If 1210.5 g of copper (II) chloride (CuCl2) reacts with 510.0 g aluminum metal (Al) to produce 525.0 g copper metal (Cu), what is the limiting reactant?

Answer 1

The copper (II) chloride will be your limiting reagent.

Start with the balanced chemical equation for your reaction

`color(red)(2)Al_((s)) + color(blue)(3)CuCl_(2(aq)) -> 2AlCl_(3(aq)) + color(brown)(3)Cu_((s))`

The most important tool you'll have at your disposal to solve this problem (or any stoichiometry problem, for that matter) is the mole ratio. Notice that you need `color(red)(2)` moles of aluminium to react with `color(blue)(3)` moles of copper (II) chloride to produce `color(brown)(3)` moles of copper.

Regardless of what the exact number of moles of each you have, they always must respect these ratios.

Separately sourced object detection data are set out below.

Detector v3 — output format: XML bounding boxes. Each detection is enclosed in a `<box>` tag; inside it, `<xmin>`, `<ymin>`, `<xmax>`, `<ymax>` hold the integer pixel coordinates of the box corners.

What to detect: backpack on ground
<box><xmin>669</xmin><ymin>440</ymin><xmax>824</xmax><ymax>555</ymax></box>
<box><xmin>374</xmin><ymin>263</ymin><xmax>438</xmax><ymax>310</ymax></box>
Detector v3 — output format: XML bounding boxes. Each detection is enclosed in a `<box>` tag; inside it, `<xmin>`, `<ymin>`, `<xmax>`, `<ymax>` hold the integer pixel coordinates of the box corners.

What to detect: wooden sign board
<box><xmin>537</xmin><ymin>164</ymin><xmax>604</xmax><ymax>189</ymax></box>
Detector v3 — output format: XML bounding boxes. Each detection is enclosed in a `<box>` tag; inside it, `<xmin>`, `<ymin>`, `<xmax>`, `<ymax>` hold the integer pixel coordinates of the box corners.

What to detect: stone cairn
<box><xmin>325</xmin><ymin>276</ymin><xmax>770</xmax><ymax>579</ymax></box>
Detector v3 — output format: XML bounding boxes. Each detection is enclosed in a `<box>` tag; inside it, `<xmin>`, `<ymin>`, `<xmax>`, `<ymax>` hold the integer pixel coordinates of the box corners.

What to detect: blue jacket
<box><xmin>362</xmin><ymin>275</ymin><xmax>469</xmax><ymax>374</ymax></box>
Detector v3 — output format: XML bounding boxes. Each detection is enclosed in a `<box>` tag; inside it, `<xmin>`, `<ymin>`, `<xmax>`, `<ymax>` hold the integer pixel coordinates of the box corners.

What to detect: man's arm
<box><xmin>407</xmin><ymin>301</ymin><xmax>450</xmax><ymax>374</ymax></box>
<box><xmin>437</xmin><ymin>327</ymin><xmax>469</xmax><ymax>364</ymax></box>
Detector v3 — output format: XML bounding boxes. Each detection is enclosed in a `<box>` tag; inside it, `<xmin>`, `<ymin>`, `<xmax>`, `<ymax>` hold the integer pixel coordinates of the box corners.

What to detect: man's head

So, the first thing to do is determine how many moles of each species you're dealing with. To do this, use the relationship that exists between mass and number of moles

`1210.5cancel("g") * ("1 mole "CuCl_2)/(134.45cancel("g")) = "9.003 moles "` `CuCl_2`

`510.0cancel("g") * "1 mole Al"/(26.982cancel("g")) = "18.90 moles Al"`

`525.0cancel("g") * "1 mole Cu"/(63.546cancel("g")) = "8.262 moles Cu"`

The first thing that stands out is the fact that the number of moles of copper (II) chloride is not equal to the number of moles of copper, despite the fact that they have a `1:1` (`color(blue)(3) : color(brown)(3)`) mole ratio.

This means that not all the copper (II) chloride reacted with the aluminium metal. More specifically, only 8.262 moles of `CuCl_2` reacted.

So, you know that only 8.626 moles of `CuCl_2` have reacted. Now it's time to compared this number with the number of moles of aluminium present.

According to the `color(red)(2) : color(blue)(3)` mole ratio that exists between the two, you would need

`18.90cancel("moles Al") * (color(blue)(3)" moles "CuCl_2)/(color(red)(2)cancel("moles Al")) = "28.35 moles "` `CuCl_2`

Since you don't even come close to having this many moles of copper (II) chloride present, `CuCl_2` will act as a limiting reagent. As a result, the number of moles of aluminium that react will be

`8.262cancel("moles "CuCl_2) * (color(red)(2)" moles Al")/(color(blue)(3)cancel("moles "CuCl_2)) = "5.508 moles Al"`

The rest of the aluminium will be in excess.

SIDE NOTE When I said that not all the copper (II) chloride reacted, I assumed that your reaction had a 100% percent yield.

I suspect that this wasn't the case, and a follow-up question would be to calculate either the theoretical yield of copper or the percent yield of the reaction.